Version 1.2.16
- Fix an issue with stream cipher not correctly calculating the internal state,
resulting systematically in bad record mac failure during handshake
Version 1.2.15
- support chain certificate in credentials
Version 1.2.14
- adding ALPN extension
- adding support for AEAD, and particularly AES128-GCM
- Adding support for ECDH
- Do not support SSL3 by default for security reason.

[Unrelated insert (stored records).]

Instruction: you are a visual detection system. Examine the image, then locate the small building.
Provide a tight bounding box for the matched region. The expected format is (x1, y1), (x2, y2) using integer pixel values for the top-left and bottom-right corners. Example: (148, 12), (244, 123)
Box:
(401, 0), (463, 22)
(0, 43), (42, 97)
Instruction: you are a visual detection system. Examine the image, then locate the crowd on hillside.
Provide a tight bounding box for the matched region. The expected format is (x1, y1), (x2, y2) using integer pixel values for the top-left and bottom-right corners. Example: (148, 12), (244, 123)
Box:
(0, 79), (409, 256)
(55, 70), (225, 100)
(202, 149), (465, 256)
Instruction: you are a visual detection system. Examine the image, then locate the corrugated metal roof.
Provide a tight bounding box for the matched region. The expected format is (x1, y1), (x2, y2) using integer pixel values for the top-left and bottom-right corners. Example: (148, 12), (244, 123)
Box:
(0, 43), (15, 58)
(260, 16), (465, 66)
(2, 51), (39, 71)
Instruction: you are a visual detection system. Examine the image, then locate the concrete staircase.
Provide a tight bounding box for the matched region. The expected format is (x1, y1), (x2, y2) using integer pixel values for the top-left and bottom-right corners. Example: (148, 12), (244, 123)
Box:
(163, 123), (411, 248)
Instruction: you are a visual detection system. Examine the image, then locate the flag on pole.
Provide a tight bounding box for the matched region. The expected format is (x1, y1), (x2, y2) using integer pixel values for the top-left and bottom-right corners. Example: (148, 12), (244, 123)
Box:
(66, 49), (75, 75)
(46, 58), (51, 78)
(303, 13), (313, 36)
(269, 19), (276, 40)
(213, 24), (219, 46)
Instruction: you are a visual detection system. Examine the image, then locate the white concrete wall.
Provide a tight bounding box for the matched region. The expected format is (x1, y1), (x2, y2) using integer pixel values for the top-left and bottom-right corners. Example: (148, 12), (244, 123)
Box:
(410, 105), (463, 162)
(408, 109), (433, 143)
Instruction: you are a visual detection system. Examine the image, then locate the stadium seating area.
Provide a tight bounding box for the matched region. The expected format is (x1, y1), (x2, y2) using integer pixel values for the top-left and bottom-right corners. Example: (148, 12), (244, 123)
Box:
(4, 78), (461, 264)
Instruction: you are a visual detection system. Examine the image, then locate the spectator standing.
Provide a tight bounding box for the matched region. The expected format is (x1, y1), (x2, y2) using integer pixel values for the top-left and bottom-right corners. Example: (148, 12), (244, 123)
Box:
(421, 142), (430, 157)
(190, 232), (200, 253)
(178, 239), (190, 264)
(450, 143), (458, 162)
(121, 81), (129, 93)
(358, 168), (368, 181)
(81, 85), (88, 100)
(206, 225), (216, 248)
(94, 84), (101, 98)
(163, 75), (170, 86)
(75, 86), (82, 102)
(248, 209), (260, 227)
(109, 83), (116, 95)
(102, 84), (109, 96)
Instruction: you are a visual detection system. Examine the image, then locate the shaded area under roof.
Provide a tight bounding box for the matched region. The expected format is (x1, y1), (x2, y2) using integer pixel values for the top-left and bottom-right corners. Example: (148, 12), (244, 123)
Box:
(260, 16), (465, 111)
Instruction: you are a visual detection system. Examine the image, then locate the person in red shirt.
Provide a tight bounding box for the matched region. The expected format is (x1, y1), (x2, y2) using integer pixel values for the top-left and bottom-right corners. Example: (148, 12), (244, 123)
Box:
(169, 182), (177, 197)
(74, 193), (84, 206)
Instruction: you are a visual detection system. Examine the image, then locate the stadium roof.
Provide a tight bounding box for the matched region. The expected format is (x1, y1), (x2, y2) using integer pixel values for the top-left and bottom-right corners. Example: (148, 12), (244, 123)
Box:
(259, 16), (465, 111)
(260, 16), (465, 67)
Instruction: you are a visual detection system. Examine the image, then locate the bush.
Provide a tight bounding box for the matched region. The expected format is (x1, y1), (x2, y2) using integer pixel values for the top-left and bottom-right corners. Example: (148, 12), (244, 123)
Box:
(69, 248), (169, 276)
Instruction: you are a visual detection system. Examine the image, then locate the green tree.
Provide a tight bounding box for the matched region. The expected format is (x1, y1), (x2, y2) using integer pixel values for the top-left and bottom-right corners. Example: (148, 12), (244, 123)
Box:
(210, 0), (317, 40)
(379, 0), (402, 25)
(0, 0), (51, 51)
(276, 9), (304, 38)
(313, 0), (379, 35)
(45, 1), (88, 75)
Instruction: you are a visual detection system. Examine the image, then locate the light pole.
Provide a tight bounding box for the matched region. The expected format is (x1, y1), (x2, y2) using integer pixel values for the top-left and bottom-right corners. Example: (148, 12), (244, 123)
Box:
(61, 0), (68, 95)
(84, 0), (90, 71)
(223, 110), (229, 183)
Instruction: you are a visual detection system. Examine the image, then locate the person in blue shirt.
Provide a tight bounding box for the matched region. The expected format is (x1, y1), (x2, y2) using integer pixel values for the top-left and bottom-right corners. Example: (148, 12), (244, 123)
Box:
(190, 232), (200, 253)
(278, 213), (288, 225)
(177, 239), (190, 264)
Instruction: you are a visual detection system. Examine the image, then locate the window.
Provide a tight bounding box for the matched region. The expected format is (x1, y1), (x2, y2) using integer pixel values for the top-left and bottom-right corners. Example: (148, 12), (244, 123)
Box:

- add EnumSafe8 and 16 for specific sized Enum instance that are safer
- export signatureAndHash parser/encoder
- add a "known" list of extensions
- add SignatureAlgorithms extension
- add Heartbeat extension
- add support for EC curves and point format extensions
- add preliminary SessionTicket extension
- Debug: Add the ability to choose arbitrary cipher in the client hello.
Version 1.2.13
- Fix compilation with old mtl version
Version 1.2.12
- Propagate asynchronous exception
Version 1.2.11
- use hourglass instead of time
- use tasty instead of test-framework
- add travis file
- remove old de-optimisation flag as the bytestring bug is old now and it conflict with cabal check
Version 1.2.10
Version 1.2.9
- Export TLSParams and HasBackend type names
- Added FlexibleContexts flag required by ghc-7.9
- debug: add support for specifying the timeout length in milliseconds.
- debug: add support for 3DES in simple client
Version 1.2.8
- add support for 3DES-EDE-CBC-SHA1 (cipher 0xa)
Version 1.2.7
- repair retrieve certificate validation, and improve fingerprints
- remove groom from dependency
- make RecordM an instance of Applicative
- Fixes the Error_EOF partial pattern match error in exception handling
Version 1.2.6 (23 Mar 2014)
- Fixed socket backend endless loop when the server does not close connection
properly at the TLS level with the close notify alert.
- Catch Error_EOF in recvData and return empty data.
Version 1.2.5 (23 Mar 2014)
- Fixed Server key exchange data being parsed without the correct
context, leading to not knowing how to parse the structure.
The bug happens on efficient server that happens to send the ServerKeyXchg
message together with the ServerHello in the same handshake packet.
This trigger parsing of all the messages without having set the pending cipher.
Delay parsing, when this happen, until we know what to do with it.
Version 1.2.4 (23 Mar 2014)
- Fixed unrecognized name non-fatal alert after client hello.
- Add SSL3 to the supported list of version by default.
- Fix cereal lower bound to 0.4.0 minimum
Version 1.2.3 (22 Mar 2014)
- Fixed handshake records not being able to span multiples records.